Traiter d’un sujet aussi complexe et épineux qu’une enfance passée au milieu des armes, de la drogue et des violences sexuelles n’est jamais simple. Pourtant, la dramaturge québécoise Suzanne Lebeau a relevé le défi avec détermination et fut largement récompensée pour son travail. Spécialisée dans l’écriture de pièces pour enfants, avec déjà une trentaine d’œuvres à son actif, cette auteure de 67 ans coucha sur le papier Le bruit des os qui craquent en 2006 et reçut notamment le Prix du Gouverneur général en 2010 pour cette réalisation. Le succès rencontré lui a valu une traduction en sept langues et, cette année, c’est au tour de l’adaptation en anglais qui devrait permettre d’étendre considérablement sa zone d’influence.
Présentée au théâtre Passe Muraille dans la langue de Shakespeare d’abord, jusqu’au 28 février, puis en français du 3 au 7 mars, Le bruit des os qui craquent intrigue, horrifie, attendrit et questionne autant sur cette réalité révoltante que sur le décalage entre la vie des jeunes canadiens et celle des enfants en zones de conflit. L’actualité étant malheureusement riche en matière de guerres en tous genres impliquant les plus vulnérables, cette interprétation du metteur en scène John Van Burek ne pouvait être plus à propos.
Cette pièce raconte l’histoire d’Elikia, une fillette âgée de 13 ans jouée par Harveen Sandhu, qui fut enrôlée par une faction rebelle d’une contrée dont on ne connaît le nom. À ses côtés, Joseph, 8 ans, dont le rôle est assumé par Caity Quinn. Tous deux tentent de fuir du camp situé en plein milieu de la jungle pour rejoindre la côte. Pour tout bagage, une kalachnikov, ainsi qu’un peu d’eau.
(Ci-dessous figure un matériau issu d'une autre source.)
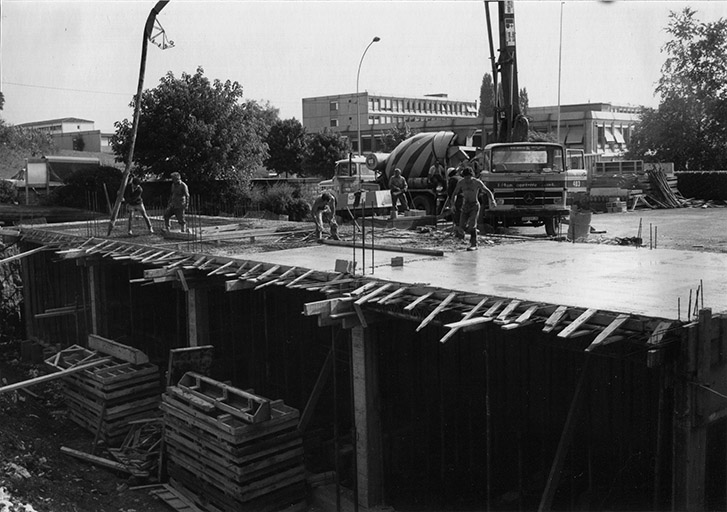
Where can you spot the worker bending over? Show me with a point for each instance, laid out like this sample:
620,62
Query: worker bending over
324,210
470,188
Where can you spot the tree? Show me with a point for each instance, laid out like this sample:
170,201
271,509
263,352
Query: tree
689,127
286,142
395,136
198,128
322,150
487,97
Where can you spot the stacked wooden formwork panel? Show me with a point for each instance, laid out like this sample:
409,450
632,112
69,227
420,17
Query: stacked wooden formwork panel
228,449
106,398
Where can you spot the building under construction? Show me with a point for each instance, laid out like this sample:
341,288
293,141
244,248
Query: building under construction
526,375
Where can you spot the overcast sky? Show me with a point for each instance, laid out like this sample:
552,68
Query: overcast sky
81,58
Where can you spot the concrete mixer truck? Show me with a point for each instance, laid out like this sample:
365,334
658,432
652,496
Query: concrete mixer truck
530,180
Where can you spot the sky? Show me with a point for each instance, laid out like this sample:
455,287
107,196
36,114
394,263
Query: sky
81,58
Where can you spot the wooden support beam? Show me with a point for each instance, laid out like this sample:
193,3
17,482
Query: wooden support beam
467,316
315,394
391,296
299,278
554,318
436,311
277,279
418,301
268,272
575,324
23,254
566,437
116,349
221,268
523,319
502,317
53,376
607,331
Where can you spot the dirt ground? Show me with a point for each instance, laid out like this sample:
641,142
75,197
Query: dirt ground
36,476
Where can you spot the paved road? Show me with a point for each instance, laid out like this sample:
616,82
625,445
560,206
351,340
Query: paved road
693,229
Leur périple étale leurs peurs, leurs doutes et l’horreur vécue et à venir.
Massacres, viols, soudards drogués, maladie… Tout un panel de dangers physiques et psychologiques évoqués par les deux principaux protagonistes, au moyen de hurlements constants qui, s’ils reflètent bien toute la gravité du sujet, peuvent devenir agaçants à la longue pour le spectateur.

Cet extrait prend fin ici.